Cerita Founder Prambanan Jazz Berusaha Bertahan hingga 11 Tahun
Yogyakarta, IDN Times – Prambanan Jazz Festival (PJF) 2025 memasuki tahun ke-11 penyelenggaraan. Selama 11 tahun gelaran PJF tidak luput dari tantangan, mulai pandemik Covid-19 hingga tahun politik menjadi perjalanan yang tidak mudah.
Founder PJF, Anas Syahrul Alimi menceritakan setidaknya ada dua tantangan berat selama perjalanan PJF. “Pertama paling sulit saat pandemi. Bisnis kami kan bisnis crowd, bisnis yang mendatangkan kerumunan, tapi kan tidak boleh, tapi saya menolak berhenti,” ujar Anas, disela gelaran PJF 2025, di Prambanan, Sabtu (5/7/2025) malam.

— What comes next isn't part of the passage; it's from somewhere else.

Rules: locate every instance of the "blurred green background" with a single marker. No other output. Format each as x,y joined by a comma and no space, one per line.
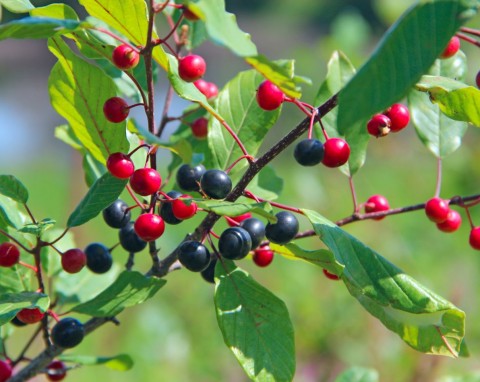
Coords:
174,337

1.Covid dan tahun politik jadi tantangan terbesar

Saat itu Anas bersama tim dari PJF mencoba menghadirkan Prambanan Jazz Online pada tahun 2020. Kemudian berlanjut pada tahun 2021 dengan konsep Prambanan Jazz Hybrid. Meski digelar tanpa penonton secara langsung di lokasi, namun konsep yang dihadirkan para musisi tetap tampil dengan latar belakang Candi Prambanan.

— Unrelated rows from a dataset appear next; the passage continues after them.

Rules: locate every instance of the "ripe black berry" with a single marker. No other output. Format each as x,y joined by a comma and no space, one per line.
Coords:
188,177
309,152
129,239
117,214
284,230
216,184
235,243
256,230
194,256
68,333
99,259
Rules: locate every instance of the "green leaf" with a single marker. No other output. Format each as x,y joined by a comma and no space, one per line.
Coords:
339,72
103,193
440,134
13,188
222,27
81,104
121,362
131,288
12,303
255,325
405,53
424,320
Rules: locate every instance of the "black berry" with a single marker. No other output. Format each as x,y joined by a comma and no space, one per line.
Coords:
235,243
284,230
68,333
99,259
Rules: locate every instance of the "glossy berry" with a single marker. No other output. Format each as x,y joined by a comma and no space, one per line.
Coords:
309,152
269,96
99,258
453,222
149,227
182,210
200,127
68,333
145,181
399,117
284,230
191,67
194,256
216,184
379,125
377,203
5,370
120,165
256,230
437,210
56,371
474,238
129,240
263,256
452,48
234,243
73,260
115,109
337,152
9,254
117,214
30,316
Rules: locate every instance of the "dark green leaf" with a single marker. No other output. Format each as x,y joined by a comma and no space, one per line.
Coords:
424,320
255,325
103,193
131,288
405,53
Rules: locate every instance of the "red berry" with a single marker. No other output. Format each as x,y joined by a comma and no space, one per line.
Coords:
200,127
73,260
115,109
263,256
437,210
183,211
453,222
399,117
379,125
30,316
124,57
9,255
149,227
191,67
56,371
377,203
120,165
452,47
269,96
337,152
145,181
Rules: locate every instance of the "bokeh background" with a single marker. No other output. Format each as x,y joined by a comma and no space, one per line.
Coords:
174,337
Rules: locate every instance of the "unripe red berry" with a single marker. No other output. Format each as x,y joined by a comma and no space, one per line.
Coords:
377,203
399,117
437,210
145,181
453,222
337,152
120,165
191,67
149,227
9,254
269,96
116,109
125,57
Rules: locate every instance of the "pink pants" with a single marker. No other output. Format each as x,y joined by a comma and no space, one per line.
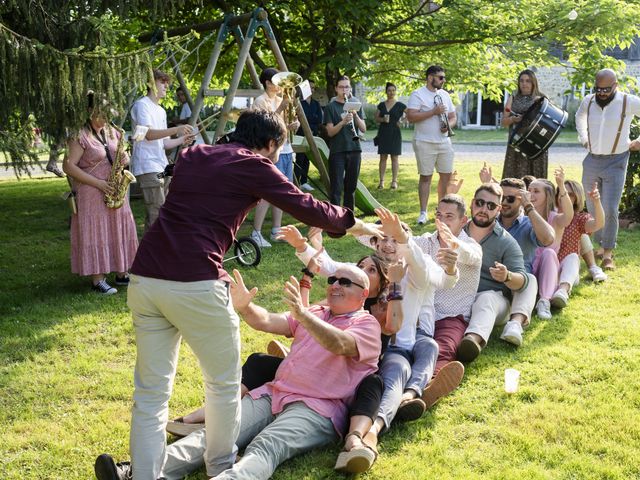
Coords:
448,335
546,268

“Kami tetap mendatangkan artis nasional, tanpa penonton di lokasi. Kami siarkan secara streaming dengan background Candi Prambanan dengan beberapa penyesuaian. Saat itu pembeli tiketnya sampai 60 ribu orang,” kata Anas kepada IDN Times.
Tantangan berat berikutnya ketika tahun 2023 memasuki tahun politik. Bagi Anas, saat itu luar biasa berat. BUMN yang kerap menjadi sponsor, maupun sponsor lain pun menahan diri. “Saya juga heran, apa hubungan Pilpres (dengan event), ternyata ada hubungannya. Itu yang membuat menjadi berat,” ungkap Anas.
2.Memasuki 11 tahun perjalanan

Memasuki gelaran ke-11 dengan tajuk Sebelas Selaras, Anas bersyukur, meski santer gonjang-ganjing isu ekonomi, orang yang datang untuk menyaksikan konser masih sangat tinggi, bahkan menurutnya lebih tinggi dari tahun lalu. Tercatat ada 60 ribu penonton datang selama penyelenggaraan tiga hari.
“Tahun kemarin 49 ribu penonton. Mungkin banyak yang stres paling, dan utuh hiburan. Ini soal psikologis, orang banyak butuh hiburan menurut saya. Ekonomi yang sedang mencoba untuk naik, semua sedang menunggu perbaikan ekonomi. Paling gampang nonton konser,” ujar Anas sembari tertawa.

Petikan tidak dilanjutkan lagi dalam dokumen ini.